Les caractéristiques du tango argentin et du tango nuevo ne sont pas évidentes et peuvent s’avérer parfois difficiles pour une évolution harmonieuse sur la piste de danse. Comme le souligne Pablo Verón en prenant l’exemple d’une originalité du tango nuevo, « l’idée  de défier l’axe est intéressante, mais de fait, chaque trois pas qu’ils font, deux sont en dehors de l’axe ce qui parasite toute la danse et ce, depuis les premières classes« .

Le code du tango argentin n’est pas une contrainte rigide mais a pour but de garantir une harmonie au sein de la milonga. Alors que le tango argentin est avant tout une danse de marche impliquant un déplacement fluide et linéaire, le tango nuevo a plutôt paradoxalement tendance à évoluer dans les courbes et peut s’avérer plus statique en dépit de l’ampleur des mouvements, si on résume de façon très schématique.

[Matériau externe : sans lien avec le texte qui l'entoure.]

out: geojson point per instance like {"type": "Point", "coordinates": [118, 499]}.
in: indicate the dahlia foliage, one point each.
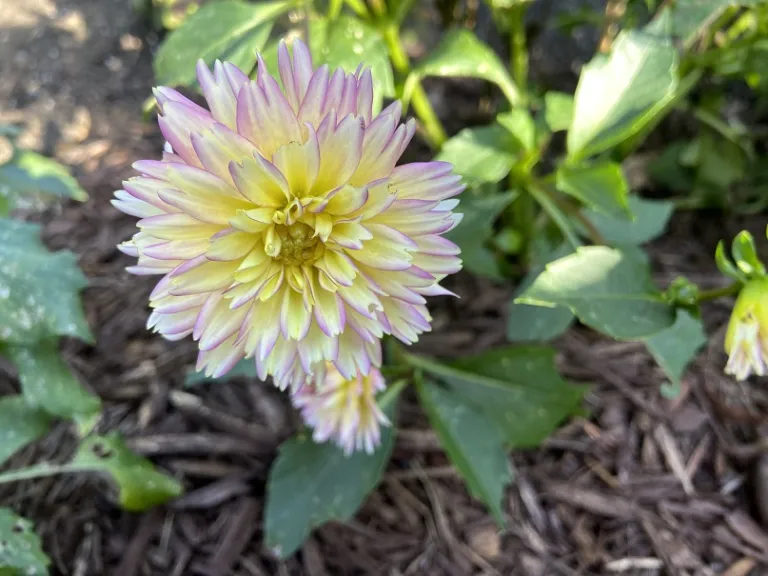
{"type": "Point", "coordinates": [284, 232]}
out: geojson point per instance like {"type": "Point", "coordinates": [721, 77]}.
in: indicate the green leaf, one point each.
{"type": "Point", "coordinates": [526, 323]}
{"type": "Point", "coordinates": [479, 214]}
{"type": "Point", "coordinates": [745, 254]}
{"type": "Point", "coordinates": [311, 484]}
{"type": "Point", "coordinates": [650, 221]}
{"type": "Point", "coordinates": [558, 110]}
{"type": "Point", "coordinates": [461, 54]}
{"type": "Point", "coordinates": [518, 388]}
{"type": "Point", "coordinates": [140, 485]}
{"type": "Point", "coordinates": [47, 383]}
{"type": "Point", "coordinates": [471, 442]}
{"type": "Point", "coordinates": [246, 368]}
{"type": "Point", "coordinates": [39, 290]}
{"type": "Point", "coordinates": [600, 186]}
{"type": "Point", "coordinates": [484, 154]}
{"type": "Point", "coordinates": [20, 424]}
{"type": "Point", "coordinates": [226, 30]}
{"type": "Point", "coordinates": [20, 547]}
{"type": "Point", "coordinates": [620, 93]}
{"type": "Point", "coordinates": [676, 346]}
{"type": "Point", "coordinates": [30, 180]}
{"type": "Point", "coordinates": [609, 290]}
{"type": "Point", "coordinates": [347, 42]}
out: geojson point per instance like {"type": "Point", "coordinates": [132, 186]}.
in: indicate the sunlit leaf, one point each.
{"type": "Point", "coordinates": [20, 548]}
{"type": "Point", "coordinates": [140, 485]}
{"type": "Point", "coordinates": [311, 484]}
{"type": "Point", "coordinates": [471, 442]}
{"type": "Point", "coordinates": [228, 30]}
{"type": "Point", "coordinates": [607, 289]}
{"type": "Point", "coordinates": [472, 233]}
{"type": "Point", "coordinates": [650, 221]}
{"type": "Point", "coordinates": [20, 424]}
{"type": "Point", "coordinates": [346, 43]}
{"type": "Point", "coordinates": [600, 186]}
{"type": "Point", "coordinates": [47, 383]}
{"type": "Point", "coordinates": [518, 388]}
{"type": "Point", "coordinates": [39, 290]}
{"type": "Point", "coordinates": [641, 71]}
{"type": "Point", "coordinates": [461, 54]}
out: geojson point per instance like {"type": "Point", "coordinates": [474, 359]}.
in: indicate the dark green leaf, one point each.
{"type": "Point", "coordinates": [518, 388]}
{"type": "Point", "coordinates": [607, 289]}
{"type": "Point", "coordinates": [140, 485]}
{"type": "Point", "coordinates": [641, 71]}
{"type": "Point", "coordinates": [47, 383]}
{"type": "Point", "coordinates": [484, 154]}
{"type": "Point", "coordinates": [30, 181]}
{"type": "Point", "coordinates": [311, 484]}
{"type": "Point", "coordinates": [650, 221]}
{"type": "Point", "coordinates": [20, 424]}
{"type": "Point", "coordinates": [226, 30]}
{"type": "Point", "coordinates": [558, 110]}
{"type": "Point", "coordinates": [39, 290]}
{"type": "Point", "coordinates": [345, 43]}
{"type": "Point", "coordinates": [676, 346]}
{"type": "Point", "coordinates": [480, 212]}
{"type": "Point", "coordinates": [600, 186]}
{"type": "Point", "coordinates": [20, 547]}
{"type": "Point", "coordinates": [471, 442]}
{"type": "Point", "coordinates": [461, 54]}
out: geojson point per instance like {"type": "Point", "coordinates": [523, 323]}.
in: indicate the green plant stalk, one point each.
{"type": "Point", "coordinates": [421, 106]}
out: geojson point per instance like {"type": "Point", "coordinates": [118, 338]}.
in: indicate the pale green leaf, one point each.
{"type": "Point", "coordinates": [600, 186]}
{"type": "Point", "coordinates": [39, 290]}
{"type": "Point", "coordinates": [227, 30]}
{"type": "Point", "coordinates": [472, 233]}
{"type": "Point", "coordinates": [618, 94]}
{"type": "Point", "coordinates": [346, 43]}
{"type": "Point", "coordinates": [518, 388]}
{"type": "Point", "coordinates": [140, 485]}
{"type": "Point", "coordinates": [20, 548]}
{"type": "Point", "coordinates": [47, 383]}
{"type": "Point", "coordinates": [483, 154]}
{"type": "Point", "coordinates": [472, 443]}
{"type": "Point", "coordinates": [650, 221]}
{"type": "Point", "coordinates": [461, 54]}
{"type": "Point", "coordinates": [609, 290]}
{"type": "Point", "coordinates": [674, 347]}
{"type": "Point", "coordinates": [31, 181]}
{"type": "Point", "coordinates": [20, 424]}
{"type": "Point", "coordinates": [311, 484]}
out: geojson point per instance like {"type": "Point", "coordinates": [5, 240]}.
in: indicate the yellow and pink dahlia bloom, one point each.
{"type": "Point", "coordinates": [281, 226]}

En théorie, cela ne devrait pas poser de problème dans la mesure où les personnes qui évoluent sur la piste ont conscience qu’elles évoluent dans un espace partagé qui implique de danser, d’improviser et de créer dans un espace de liberté mais qui s’arrête là où commence celui des autres. La pratique montre que c’est difficile mais il convient d’éviter l’erreur d’incriminer les danseurs de tango nuevo. À titre d’exemple, des danseurs de tango argentin au style minimaliste, milonguero, peuvent être gênants alors que des danseurs de tango nuevo évoluant juste à côté ne gêneront personne. Comme le met en exergue Mariano Chicho Frumboli, tout est une question de respect de l’autre. Parfois, certains mouvements et l’amplitude de danse ne gêneront personne alors que ces mêmes éléments pratiqués dans certaines circonstances seront catastrophiques.

8) Les solutions.

Reconnaître que le tango nuevo est une danse à part entière comme le tango argentin, la valse viennoise, le rock, etc. présente un certain nombre d’avantages et permet de résoudre tous les conflits ou difficultés.

La conséquence la plus directe est la constitution de lieux de danse dédiés, donc nettement séparés, fonctionnant avec un code (le code du tango argentin) et un code spécifique pour le tango nuevo dans les lieux qui lui sont consacrés.